Executable Specification

[View debruijn_ho.sig] [View debruijn_ho.mod]
sig debruijn_ho.

% Translating lambda terms into the debruijn form

kind nat type.
type z nat.
type s nat -> nat.
type add nat -> nat -> nat -> o.

kind hterm type.
type app hterm -> hterm -> hterm.
type lam (hterm -> hterm) -> hterm.

kind dterm type.
type dapp dterm -> dterm -> dterm.
type dlam dterm -> dterm.
type dvar nat -> dterm.

type ho2db hterm -> nat -> dterm -> o.
module debruijn_ho.

% Translating lambda terms into the debruijn form

add z C C.
add (s A) B (s C) :- add A B C.

% H here is the height (depth) of lambda abstractions
ho2db (app M N) H (dapp DM DN) :- ho2db M H DM, ho2db N H DN.
ho2db (lam R) H (dlam DR) :-
  pi x\ (pi H'\ pi DX\ add H DX H' => ho2db x H' (dvar DX)) =>
    ho2db (R x) (s H) DR.

Reasoning

[View debruijn_ho.thm]

Click on a command or tactic to see a detailed view of its use.

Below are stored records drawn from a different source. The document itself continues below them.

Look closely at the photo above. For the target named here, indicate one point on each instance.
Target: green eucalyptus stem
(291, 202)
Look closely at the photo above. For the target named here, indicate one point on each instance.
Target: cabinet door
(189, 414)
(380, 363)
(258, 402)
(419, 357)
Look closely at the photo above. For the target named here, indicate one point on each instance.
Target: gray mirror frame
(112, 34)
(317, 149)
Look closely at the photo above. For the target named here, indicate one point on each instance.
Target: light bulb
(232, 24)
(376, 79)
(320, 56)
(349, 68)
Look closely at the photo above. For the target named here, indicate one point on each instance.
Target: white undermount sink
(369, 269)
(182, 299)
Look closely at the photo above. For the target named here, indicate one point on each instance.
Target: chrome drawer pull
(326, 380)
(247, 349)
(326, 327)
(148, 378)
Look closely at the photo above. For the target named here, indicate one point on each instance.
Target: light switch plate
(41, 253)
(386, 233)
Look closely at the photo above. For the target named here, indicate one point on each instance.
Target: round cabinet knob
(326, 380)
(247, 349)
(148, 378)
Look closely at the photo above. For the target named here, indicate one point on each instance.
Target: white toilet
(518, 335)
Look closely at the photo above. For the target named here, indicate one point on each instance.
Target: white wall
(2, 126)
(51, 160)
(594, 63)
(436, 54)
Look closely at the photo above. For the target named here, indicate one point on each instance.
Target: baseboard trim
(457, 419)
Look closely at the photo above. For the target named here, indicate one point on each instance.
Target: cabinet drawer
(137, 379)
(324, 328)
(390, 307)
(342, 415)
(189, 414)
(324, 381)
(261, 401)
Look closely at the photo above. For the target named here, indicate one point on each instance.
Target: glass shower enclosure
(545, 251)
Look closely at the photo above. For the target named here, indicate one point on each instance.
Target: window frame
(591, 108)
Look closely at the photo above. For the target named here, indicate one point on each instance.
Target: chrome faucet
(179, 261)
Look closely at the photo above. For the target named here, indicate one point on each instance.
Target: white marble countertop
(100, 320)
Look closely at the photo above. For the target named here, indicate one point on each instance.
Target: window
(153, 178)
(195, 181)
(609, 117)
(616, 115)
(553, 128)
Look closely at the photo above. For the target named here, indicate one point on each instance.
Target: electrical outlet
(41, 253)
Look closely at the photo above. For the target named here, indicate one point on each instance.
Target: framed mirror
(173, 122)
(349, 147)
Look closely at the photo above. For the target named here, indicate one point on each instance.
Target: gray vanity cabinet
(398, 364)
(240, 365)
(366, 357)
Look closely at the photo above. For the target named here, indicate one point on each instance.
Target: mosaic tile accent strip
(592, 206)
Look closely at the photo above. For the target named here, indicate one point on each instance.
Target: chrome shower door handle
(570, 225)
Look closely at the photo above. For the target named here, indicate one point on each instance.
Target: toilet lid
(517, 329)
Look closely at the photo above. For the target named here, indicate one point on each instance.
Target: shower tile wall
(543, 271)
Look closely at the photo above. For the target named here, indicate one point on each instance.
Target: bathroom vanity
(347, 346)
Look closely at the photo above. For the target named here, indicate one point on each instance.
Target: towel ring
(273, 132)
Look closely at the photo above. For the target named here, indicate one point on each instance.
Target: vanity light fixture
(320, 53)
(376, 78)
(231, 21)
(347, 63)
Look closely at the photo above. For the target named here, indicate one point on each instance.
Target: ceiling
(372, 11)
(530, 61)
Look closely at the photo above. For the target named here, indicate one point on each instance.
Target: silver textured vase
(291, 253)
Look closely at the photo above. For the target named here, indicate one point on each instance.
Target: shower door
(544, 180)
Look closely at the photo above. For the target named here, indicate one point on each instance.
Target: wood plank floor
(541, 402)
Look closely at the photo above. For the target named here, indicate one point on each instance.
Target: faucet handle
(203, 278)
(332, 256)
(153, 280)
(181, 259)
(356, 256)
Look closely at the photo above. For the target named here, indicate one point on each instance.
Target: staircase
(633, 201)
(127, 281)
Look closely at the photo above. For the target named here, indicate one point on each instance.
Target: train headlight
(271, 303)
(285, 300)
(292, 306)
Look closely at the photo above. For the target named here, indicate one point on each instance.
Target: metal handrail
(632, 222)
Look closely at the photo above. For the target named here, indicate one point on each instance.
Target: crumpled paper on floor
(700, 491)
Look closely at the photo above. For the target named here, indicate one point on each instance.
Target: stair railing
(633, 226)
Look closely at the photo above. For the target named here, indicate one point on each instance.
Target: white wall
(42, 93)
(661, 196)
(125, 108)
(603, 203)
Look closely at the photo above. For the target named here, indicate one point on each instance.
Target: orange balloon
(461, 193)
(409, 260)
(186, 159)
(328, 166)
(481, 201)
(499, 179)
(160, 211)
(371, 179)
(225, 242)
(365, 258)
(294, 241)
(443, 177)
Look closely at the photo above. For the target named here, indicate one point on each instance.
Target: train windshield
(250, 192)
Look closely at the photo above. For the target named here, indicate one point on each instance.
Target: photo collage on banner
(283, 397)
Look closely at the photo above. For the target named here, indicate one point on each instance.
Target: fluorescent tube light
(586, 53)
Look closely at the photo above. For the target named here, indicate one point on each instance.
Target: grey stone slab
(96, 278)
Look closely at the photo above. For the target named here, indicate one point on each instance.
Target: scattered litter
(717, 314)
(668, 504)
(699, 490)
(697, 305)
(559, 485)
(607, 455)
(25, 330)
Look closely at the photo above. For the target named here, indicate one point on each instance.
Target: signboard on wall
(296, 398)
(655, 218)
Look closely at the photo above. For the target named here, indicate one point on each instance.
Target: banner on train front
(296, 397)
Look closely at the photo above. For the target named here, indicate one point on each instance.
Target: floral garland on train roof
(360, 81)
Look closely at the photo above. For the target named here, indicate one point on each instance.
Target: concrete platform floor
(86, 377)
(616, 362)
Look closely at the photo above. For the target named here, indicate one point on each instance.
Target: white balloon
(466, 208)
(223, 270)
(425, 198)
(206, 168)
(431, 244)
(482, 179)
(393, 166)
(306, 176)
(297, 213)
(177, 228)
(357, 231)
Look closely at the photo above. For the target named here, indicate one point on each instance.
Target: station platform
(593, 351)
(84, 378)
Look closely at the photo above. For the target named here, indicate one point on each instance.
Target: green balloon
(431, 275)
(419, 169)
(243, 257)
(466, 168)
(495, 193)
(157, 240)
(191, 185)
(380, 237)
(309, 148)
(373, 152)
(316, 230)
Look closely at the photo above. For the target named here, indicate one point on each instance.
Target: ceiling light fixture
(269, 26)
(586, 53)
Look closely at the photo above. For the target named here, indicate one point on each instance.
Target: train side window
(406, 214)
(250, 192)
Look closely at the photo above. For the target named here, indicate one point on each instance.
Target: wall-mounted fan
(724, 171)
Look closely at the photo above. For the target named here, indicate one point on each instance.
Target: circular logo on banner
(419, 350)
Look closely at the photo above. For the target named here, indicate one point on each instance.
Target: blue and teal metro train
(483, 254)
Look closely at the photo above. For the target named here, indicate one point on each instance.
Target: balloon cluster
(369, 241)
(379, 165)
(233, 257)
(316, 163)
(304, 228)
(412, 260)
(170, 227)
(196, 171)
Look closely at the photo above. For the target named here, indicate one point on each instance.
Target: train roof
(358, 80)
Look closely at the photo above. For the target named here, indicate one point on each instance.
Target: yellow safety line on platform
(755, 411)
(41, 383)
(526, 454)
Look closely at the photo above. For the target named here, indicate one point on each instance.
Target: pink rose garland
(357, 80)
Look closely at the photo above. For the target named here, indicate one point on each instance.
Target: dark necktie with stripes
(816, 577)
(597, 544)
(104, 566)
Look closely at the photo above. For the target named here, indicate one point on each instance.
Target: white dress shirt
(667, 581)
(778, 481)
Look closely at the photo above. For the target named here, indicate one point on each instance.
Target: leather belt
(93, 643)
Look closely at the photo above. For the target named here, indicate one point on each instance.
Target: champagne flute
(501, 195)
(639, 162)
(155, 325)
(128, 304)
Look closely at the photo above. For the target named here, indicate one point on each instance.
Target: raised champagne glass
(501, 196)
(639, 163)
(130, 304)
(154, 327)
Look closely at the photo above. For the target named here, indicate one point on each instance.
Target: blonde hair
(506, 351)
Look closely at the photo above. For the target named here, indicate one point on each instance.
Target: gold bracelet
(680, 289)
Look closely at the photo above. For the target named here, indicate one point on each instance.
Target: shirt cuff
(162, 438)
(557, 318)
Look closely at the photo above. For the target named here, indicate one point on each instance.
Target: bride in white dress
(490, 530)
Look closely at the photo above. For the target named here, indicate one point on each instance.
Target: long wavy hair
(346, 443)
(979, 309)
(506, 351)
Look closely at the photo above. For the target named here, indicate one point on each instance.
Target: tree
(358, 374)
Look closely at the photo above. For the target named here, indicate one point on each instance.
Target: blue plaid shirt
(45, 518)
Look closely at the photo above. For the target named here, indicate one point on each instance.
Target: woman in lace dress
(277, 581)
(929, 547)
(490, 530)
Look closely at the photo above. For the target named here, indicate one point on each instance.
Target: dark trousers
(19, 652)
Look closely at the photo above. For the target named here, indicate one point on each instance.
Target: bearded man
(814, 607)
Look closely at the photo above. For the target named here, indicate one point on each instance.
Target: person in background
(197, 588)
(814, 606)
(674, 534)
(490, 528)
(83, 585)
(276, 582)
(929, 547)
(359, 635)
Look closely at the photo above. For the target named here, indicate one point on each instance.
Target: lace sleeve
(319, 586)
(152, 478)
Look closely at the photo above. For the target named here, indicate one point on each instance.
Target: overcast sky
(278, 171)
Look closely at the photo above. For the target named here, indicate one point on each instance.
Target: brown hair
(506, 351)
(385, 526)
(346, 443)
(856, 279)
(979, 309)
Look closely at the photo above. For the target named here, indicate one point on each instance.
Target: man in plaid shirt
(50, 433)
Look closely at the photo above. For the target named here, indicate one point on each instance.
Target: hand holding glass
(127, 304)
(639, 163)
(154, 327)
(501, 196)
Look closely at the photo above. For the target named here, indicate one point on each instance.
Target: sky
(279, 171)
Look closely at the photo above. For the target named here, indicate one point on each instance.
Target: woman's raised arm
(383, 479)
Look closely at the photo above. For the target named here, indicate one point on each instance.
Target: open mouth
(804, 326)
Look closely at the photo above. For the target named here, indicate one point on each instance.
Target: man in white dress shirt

Specification "debruijn_ho".

%% Proof of the determinism of the translation of lambda terms into
%% the debruijn form

%% General property of member

Theorem member_prune : forall E L, nabla (x:hterm),
  member (E x) L -> exists F, E = y\F.


%% Properties of addition

Define nat : nat -> prop by
  nat z ;
  nat (s X) := nat X.

Define le : nat -> nat -> prop by
  le X X ;
  le X (s Y) := le X Y.

Theorem le_dec : forall X Y,
  le (s X) Y -> le X Y.

Theorem le_absurd : forall X,
  nat X -> le (s X) X -> false.

Theorem add_le : forall A B C,
  {add A B C} -> le B C.

Theorem add_absurd : forall A C,
  nat C -> {add A (s C) C} -> false.

Theorem add_zero : forall A C,
  nat C -> {add A C C} -> A = z.

% add is deterministic in its first argument
Theorem add_det1 : forall A1 A2 B C,
  nat C -> {add A1 B C} -> {add A2 B C} -> A1 = A2.

% add is deterministic in its second argument
Theorem add_det2 : forall A B1 B2 C,
  {add A B1 C} -> {add A B2 C} -> B1 = B2.


%% Theorems specific to our translation

Define ctx : olist -> nat -> prop by
  ctx nil z ;
  nabla x,
    ctx ((pi H'\ pi DX\ add H DX H' => ho2db x H' (dvar DX)) :: L) (s H) :=
      ctx L H.

Define name : hterm -> prop by
  nabla x, name x.

Theorem ctx_nat : forall L H,
  ctx L H -> nat H.

Theorem ctx_inv : forall E L H,
  ctx L H -> member E L -> 
   exists X HX, 
     E = pi H'\ pi DX\ add HX DX H' => ho2db X H' (dvar DX) /\
     name X /\ le (s HX) H.

Theorem ctx_unique1 : forall L H X H1 H2,
  ctx L H ->
    member (pi H'\ pi DX\ add H1 DX H' => ho2db X H' (dvar DX)) L ->
    member (pi H'\ pi DX\ add H2 DX H' => ho2db X H' (dvar DX)) L ->
      H1 = H2.

Theorem ctx_unique2 : forall L H X1 X2 HX,
  ctx L H ->
    member (pi H'\ pi DX\ add HX DX H' => ho2db X1 H' (dvar DX)) L ->
    member (pi H'\ pi DX\ add HX DX H' => ho2db X2 H' (dvar DX)) L ->
      X1 = X2.

Theorem add_ignores_ctx : forall L H A B C,
  ctx L H -> {L |- add A B C} -> {add A B C}.


%% ho2db is deterministic in its third argument
%% ie, higher-order --> debruijn is unique
Theorem ho2db_det3 : forall L M D1 D2 H,
  ctx L H -> {L |- ho2db M H D1} -> {L |- ho2db M H D2} -> D1 = D2.

Theorem ho2db_det3_simple : forall M D1 D2,
  {ho2db M z D1} -> {ho2db M z D2} -> D1 = D2.


%% ho2db is deterministic in its first argument
%% ie, debruijn --> higher-order is unique
%% proof is mostly the same as ho2db_det3 except with fewer cases
Theorem ho2db_det1 : forall L M1 M2 D H,
  ctx L H -> {L |- ho2db M1 H D} -> {L |- ho2db M2 H D} -> M1 = M2.

Theorem ho2db_det1_simple : forall M1 M2 D,
  {ho2db M1 z D} -> {ho2db M2 z D} -> M1 = M2.